2019-08-12 Thread Jobst Schmalenbach
On Sun, Aug 11, 2019 at 08:52:59PM -0400, Fred Smith 
(fre...@fcshome.stoneham.ma.us) wrote:
> On Mon, Aug 12, 2019 at 10:16:35AM +1000, Jobst Schmalenbach wrote:
> > On Mon, Aug 05, 2019 at 08:57:45PM -0400, Fred Smith 
> > (fre...@fcshome.stoneham.ma.us) wrote:
> > > Hi all!
> > 
> > Late to the thread but since it has not been suggested: Have you tried to 
> > statically link all libs?
> 
> I doubt modern Linux systems will produce a fully-static binary, since
> many of the system libs come only as .so files. 

I know that.
It's just how keen you are to find the reason ... especially if you have no 
control what libraries (even i686) are installed on the other machines.

Depening how many libraries the binary uses you could download them and use 
those as source for inclusion.
You could omit the obvious libs for starters ... and then even include those if 
still crashing.
You only need to distribute those binaries to the people who have problems ...

If a couple of those customers (failing progs) are helpful get a "yum list 
installed" and scan the list of libs and see whether sth might raise eyebrows.

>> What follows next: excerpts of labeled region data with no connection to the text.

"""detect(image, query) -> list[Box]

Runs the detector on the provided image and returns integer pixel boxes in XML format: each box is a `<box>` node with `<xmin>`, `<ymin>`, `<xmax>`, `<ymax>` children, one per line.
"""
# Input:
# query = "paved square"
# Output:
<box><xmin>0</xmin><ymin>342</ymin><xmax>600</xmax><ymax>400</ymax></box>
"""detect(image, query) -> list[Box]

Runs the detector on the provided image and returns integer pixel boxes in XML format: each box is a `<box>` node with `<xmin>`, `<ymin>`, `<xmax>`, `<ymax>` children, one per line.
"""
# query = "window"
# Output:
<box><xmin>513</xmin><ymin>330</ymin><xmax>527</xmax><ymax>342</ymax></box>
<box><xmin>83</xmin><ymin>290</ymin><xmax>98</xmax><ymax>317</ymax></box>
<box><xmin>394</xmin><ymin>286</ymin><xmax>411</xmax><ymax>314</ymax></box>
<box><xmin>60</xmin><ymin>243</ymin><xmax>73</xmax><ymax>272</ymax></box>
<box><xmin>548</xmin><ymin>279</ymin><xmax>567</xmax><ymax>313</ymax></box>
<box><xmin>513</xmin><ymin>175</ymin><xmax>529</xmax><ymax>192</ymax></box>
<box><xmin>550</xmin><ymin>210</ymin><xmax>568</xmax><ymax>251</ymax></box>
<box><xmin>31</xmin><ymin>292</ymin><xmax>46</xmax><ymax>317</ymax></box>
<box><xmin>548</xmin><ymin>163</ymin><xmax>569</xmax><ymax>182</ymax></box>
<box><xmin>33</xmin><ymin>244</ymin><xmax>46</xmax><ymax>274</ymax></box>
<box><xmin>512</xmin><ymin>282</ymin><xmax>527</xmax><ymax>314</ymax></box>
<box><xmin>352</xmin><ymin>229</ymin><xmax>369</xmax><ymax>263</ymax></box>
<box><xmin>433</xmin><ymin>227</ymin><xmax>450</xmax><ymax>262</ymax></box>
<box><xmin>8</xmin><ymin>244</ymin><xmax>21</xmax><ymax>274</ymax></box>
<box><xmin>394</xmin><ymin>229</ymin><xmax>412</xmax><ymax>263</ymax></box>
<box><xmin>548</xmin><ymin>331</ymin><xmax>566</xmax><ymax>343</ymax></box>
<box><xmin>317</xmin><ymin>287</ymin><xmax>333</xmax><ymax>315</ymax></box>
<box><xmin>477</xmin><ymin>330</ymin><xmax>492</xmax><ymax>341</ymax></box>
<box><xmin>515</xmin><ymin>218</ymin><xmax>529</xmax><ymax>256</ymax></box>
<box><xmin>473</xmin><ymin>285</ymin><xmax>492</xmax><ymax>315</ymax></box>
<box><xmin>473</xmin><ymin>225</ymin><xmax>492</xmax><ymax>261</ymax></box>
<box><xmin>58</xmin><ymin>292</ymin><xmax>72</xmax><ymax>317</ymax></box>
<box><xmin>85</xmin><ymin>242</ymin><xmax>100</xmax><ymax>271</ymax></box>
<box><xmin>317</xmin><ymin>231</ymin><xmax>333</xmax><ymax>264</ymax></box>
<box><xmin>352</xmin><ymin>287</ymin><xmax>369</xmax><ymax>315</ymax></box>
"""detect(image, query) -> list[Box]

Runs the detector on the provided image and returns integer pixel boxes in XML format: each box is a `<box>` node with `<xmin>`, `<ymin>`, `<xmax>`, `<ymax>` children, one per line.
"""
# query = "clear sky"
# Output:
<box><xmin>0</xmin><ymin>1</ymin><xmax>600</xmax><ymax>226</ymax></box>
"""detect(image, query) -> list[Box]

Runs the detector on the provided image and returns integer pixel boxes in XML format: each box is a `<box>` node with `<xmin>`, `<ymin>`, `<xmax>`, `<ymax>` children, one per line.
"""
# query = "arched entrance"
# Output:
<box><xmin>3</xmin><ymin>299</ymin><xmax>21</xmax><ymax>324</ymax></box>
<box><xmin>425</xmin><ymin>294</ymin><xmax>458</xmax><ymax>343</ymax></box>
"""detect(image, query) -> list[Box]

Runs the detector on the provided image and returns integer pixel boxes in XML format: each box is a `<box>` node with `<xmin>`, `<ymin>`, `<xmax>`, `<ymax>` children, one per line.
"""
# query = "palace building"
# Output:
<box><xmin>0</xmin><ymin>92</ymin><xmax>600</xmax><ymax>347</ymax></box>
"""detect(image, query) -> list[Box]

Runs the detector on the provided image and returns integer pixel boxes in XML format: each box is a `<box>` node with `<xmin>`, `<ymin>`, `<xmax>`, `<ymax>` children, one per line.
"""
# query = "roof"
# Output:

For example I had one of my machines failing on one prog because it had 
"glibc.i686" installed due to ftdi.
I changed the program using the ftdi libs to use full x86_64 (took me a few 
hours) and unstinalled the "glibc.i686" and suddenly the other prog had no 
problems!

I know you cant tell people to un-install but static linking MIGHT help.





-- 
Jobst Schmalenbach
Who is general Failure and what is he doing on my disk?